The Perfect Neighbor Analysis: Unpacking a Notorious Shooting Via the Lens of a State Officer's Body-Cam
The real-life crime genre has a new medium, or perhaps even a completely fresh vocabulary and grammar: police body cam footage. Faces of victims, observers and potential offenders loom up to the cameras, sometimes in the harsh glare of headlights or flashlights as the officers approach, their faces and voices expressing caution or fear or anger or dubiously feigned naivety. And we often incidentally glimpse the faces of the officers themselves, one waiting impassively while the other asks the questions with what occasionally seems like extraordinary diffidence – though perhaps this is because they know they are being recorded.
A Growing Trend in Documentary Filmmaking
We have previously seen the streaming service real-life crime film The Gabby Petito Case, about the killing of an Instagram influencer by her boyfriend, whose main point of interest was officer recordings and in which, as in this film, the police seemed extraordinarily lax with the perpetrator. There is also the acclaimed short film Incident by Bill Morrison, made exclusively of body cam film. Now comes a new film by Geeta Gandbhir about the grim case of Ajike Owens in Ocala, Florida, a woman of colour whose children allegedly harassed and tormented her neighbor, Susan Lorincz. In 2023, after an increasing number of neighbour-dispute incidents in which the authorities were summoned multiple times, Lorincz fatally shot Owens through her locked door, when the victim went to Lorincz’s house to confront her about hurling items at her children.

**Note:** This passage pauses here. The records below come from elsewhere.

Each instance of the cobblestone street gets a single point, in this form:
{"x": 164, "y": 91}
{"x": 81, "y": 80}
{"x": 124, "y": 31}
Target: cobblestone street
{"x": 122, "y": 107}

The Investigation and State Laws
The investigating authorities found evidence that the suspect had done internet searches into Florida’s “stand your ground” laws, which allow residents and others to shoot if there is a significant presumption of danger. The movie constructs its narrative with the body cam footage generated during the repeated police visits to the scene before the shooting, and then at the disturbing and disordered incident site itself – prefaced by emergency call recordings of Lorincz contacting authorities in a dramatically trembling voice. There is also jail video of the individual which has a chilly, queasy fascination.
Depiction of the Suspect
The film does not really suggest anything too complex about the neighbor, or any mitigating factors. She is clearly unstable, although the kids are heard calling her a derogatory term, an ugly jibe. The production is showcased as an illustration of how self-defense regulations generate unnecessary and heartbreaking bloodshed. But the fact of gun ownership and the constitutional right (that historic American constitutional privilege that a deceased pundit famously claimed made firearm fatalities a necessary cost) is not much emphasized.
Police Interrogation and Gun Culture
It is possible to watch the officer questioning segments here and feel astonished at how little interest the officers took in this aspect. When did she buy her gun? Where (if anywhere) did she train in its use? Had she ever had occasion to fire it before? Where did she store it in the house? Could it have been easily accessible and prepared? The police aren’t shown asking any of these undoubtedly important questions (though they may have done in footage that were not included). Or is possessing a firearm so commonplace it would be like asking about microwaves or bread heaters?
Arrest and Aftermath
For what seemed to her neighbors a extended period, the suspect was not even taken into custody and indicted, only detained and even offered a hotel stay away from home for the night (another point of comparison, incidentally, with the a prior incident). And when she was finally officially taken into custody in the holding cell, there is an remarkable scene in which the individual simply refuses to stand, will not extend her arms for the handcuffs, not hostilely, but with the courteously pathetic demeanor of someone whose mental health means that she is unable to comply. Did the gentle handling up until that point led her to think that this might actually work?
Conclusion and Verdict
It didn’t; and the panel's decision is saved for the end titles. A deeply sobering portrayal of U.S. justice and consequences.